What wonderful. god-like powers the writer possesses! How amazing is it to be able, when some plot point becomes necessary to the continuation of the story, to be able to put it in place and then reach back down the time line of your work and insert the words and sentences that will make that plot point fit seemlessly into the suspended disbelief of the future readers.
The painter will need to paint over existing brush work to add some item or structure to support the new idea, and the sketcher will perhaps combine the eraser with overdrawing - but the underlying original marks are still there for the sharp-eyed.
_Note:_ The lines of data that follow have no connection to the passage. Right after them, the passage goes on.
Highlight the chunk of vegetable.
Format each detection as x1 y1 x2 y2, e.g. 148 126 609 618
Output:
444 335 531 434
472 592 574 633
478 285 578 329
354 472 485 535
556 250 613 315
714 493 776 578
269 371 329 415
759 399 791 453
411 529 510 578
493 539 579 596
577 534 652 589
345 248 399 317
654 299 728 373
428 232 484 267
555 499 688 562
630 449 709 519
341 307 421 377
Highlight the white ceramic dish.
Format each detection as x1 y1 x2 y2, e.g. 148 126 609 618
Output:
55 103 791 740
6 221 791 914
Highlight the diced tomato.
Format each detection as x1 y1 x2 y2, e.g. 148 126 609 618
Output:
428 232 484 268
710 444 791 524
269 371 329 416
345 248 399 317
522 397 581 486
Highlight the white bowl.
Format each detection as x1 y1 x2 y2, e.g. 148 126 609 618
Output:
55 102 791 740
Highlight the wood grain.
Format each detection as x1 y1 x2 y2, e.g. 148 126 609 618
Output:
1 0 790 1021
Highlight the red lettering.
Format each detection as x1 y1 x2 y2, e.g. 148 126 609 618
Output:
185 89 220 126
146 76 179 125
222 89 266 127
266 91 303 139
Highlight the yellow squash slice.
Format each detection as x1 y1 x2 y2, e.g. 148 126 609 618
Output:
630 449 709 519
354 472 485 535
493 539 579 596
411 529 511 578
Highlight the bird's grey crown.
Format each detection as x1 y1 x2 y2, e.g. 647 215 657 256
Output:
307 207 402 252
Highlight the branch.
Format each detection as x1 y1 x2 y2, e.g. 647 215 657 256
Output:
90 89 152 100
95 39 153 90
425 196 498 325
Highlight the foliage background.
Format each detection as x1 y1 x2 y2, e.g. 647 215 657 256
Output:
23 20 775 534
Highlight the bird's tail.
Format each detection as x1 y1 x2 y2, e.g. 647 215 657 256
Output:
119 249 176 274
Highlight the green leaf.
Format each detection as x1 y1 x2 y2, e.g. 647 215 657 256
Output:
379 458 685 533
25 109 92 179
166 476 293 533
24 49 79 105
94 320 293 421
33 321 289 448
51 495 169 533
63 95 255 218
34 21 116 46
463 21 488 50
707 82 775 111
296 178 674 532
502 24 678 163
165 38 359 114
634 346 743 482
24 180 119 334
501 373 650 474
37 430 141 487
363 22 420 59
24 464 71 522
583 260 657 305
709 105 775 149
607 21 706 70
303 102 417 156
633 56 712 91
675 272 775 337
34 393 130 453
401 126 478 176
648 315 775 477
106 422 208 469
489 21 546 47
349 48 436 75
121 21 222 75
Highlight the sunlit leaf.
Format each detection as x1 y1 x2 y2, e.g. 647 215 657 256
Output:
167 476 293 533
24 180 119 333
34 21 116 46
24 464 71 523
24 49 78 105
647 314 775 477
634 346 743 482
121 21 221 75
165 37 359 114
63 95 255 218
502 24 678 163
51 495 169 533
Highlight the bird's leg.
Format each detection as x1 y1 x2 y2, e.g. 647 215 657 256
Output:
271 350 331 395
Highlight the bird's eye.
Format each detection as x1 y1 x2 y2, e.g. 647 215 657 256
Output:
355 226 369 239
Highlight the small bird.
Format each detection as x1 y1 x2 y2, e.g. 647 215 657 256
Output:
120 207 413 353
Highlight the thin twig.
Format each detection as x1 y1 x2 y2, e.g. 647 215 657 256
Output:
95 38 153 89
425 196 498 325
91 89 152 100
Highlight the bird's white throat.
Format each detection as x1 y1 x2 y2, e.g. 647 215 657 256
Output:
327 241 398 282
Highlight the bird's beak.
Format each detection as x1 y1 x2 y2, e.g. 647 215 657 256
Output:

The writer can miraculously delete, cut and paste, copy and paste, and insert, at will. If she is careful, those future readers will never detect even the faintest clue that the author was at any time less than omniscient. As a child, I took from the instructions of my teachers the idea that somehow the words flowing onto the page had to be the words that would be there for the reader. It was some time before I understood that was not the case - that I could write what I pleased, and screw it up and use only a few words or sentences from that page to start anew on a clean sheet.
Now I revel in that power - my pen can charge along a line of narrative or conversation as it flows from brain to nerves to fingers to ink, never pausing until it is done. I can worry about the fine detail, the justifications, the cause and effect, the wit and humour, the pathos and tears, and the believability, later - because I have The Power to Amend, Insert, or Erase, and I'm not afraid to use it.